Abstract

Solid-state processing of metal material is a very complex physical and chemical process, which is coupled by a series of variations including heat transfer, momentum transfer, mass transfer, and phase change. Applying three-dimensional finite element numerical method to the simulation of solid-state processing can perform analysis of metal material’s forging processes before production trial production, can obtain their relevant information such as material flow law, temperature field, and strain field under the minimum physical test conditions, thereby predicting metal material’s forming defects and improving their forging quality. On the basis of summarizing and analyzing previous research works, this paper expounded the current status and significance of solid-state processing of metal materials, elaborated the development background, current status, and future challenges of 3D finite element numerical simulation, introduced the discrimination method and free surface solution method of numerical simulation calculation, conducted finite element model’s geometric assumptions, material selection, element division, model establishment, parameter selection, and initial and boundary condition determination, and simulated and analyzed rheological casting, remelting heating, thixoforming, and rotary piercing processes of metal materials.
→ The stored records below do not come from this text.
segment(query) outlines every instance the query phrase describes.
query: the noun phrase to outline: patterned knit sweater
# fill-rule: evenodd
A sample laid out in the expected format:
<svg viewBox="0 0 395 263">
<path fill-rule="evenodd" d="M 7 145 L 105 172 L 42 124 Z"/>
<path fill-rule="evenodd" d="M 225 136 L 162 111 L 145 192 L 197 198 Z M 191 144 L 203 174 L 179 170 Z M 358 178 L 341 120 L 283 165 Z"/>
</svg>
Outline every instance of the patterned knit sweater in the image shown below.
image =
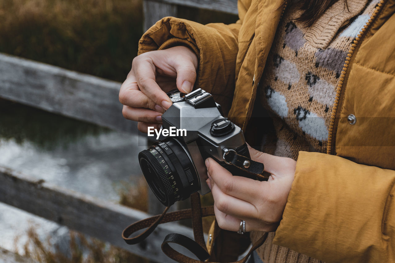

The results show that the 3D finite element numerical method can not only simulate various processes of flow field, temperature field, stress field, and microstructure in solid-state processing but also can provide a reliable basis for effectively obtaining a reasonable description and finding a more optimized design plan for metal material processing in a short time, which plays an important role in understanding and analyzing solid metal forming process, controlling and optimizing process parameters, guiding and mastering rheological casting, and secondary heating and rotary piercing of metal materials.